I had a very poor experience of counselling through IAPT around 2013. I had been scheduled 6 sessions, these hour long sessions were so ineffective and pointless I can hardly recall anything that was discussed. I may have missed a couple of sessions due to work, but once the 6 sessions expired, I was discharged even though I may have only seen the counsellor 4 times. All I can recall is going over the initial questionnaire about my mood over the previous week which I had been told to monitor through photocopied pictures and graphs which I was told to keep in a file and bring to each appointment’.

 

 

The above is the anonymous report of a depressed client of mine, who is responding very well to my cbt treatment. Not only is she scathing about her IAPT treatment but also about her treatment from her GP:

‘At its height, I was being prescribed 200mg sertraline, 80mg of propranolol.
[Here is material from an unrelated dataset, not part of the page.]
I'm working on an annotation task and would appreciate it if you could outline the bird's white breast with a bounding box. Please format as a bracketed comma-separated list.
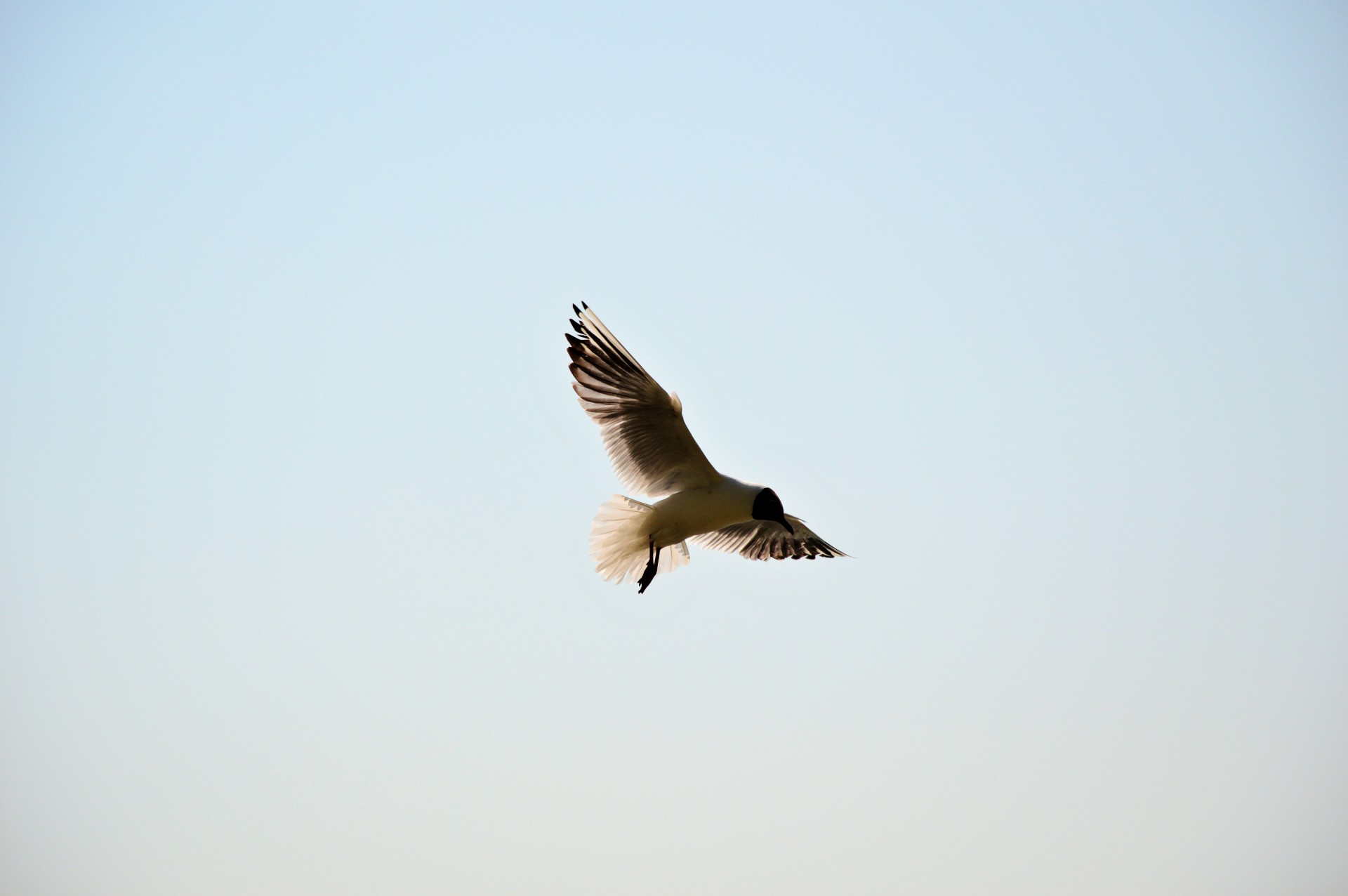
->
[649, 475, 763, 547]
I went to see my doctor for something routine, when she commented on my ‘low mood’ and suggested increasing my antidepressants. I told her I was already taking the maximum dosage and said I didn’t want to take more prescription medicine. I was already taking 200mg of setraline and 80mg of propranolol at that time. My prescriptions had been increased over a period of time without much investigation. In a short 5-10 minute appointment, my ‘low mood’ was usually commented upon and an increase in antidepressant and/or beta blocker was almost automatically prescribed.
In early 2018, I went to see my doctor and insisted that we work together to reduce my medication as I felt so unwell and was sure that the amount of medication I was taking was actually making me feel worse rather than better’.

There is no substitute for really listening.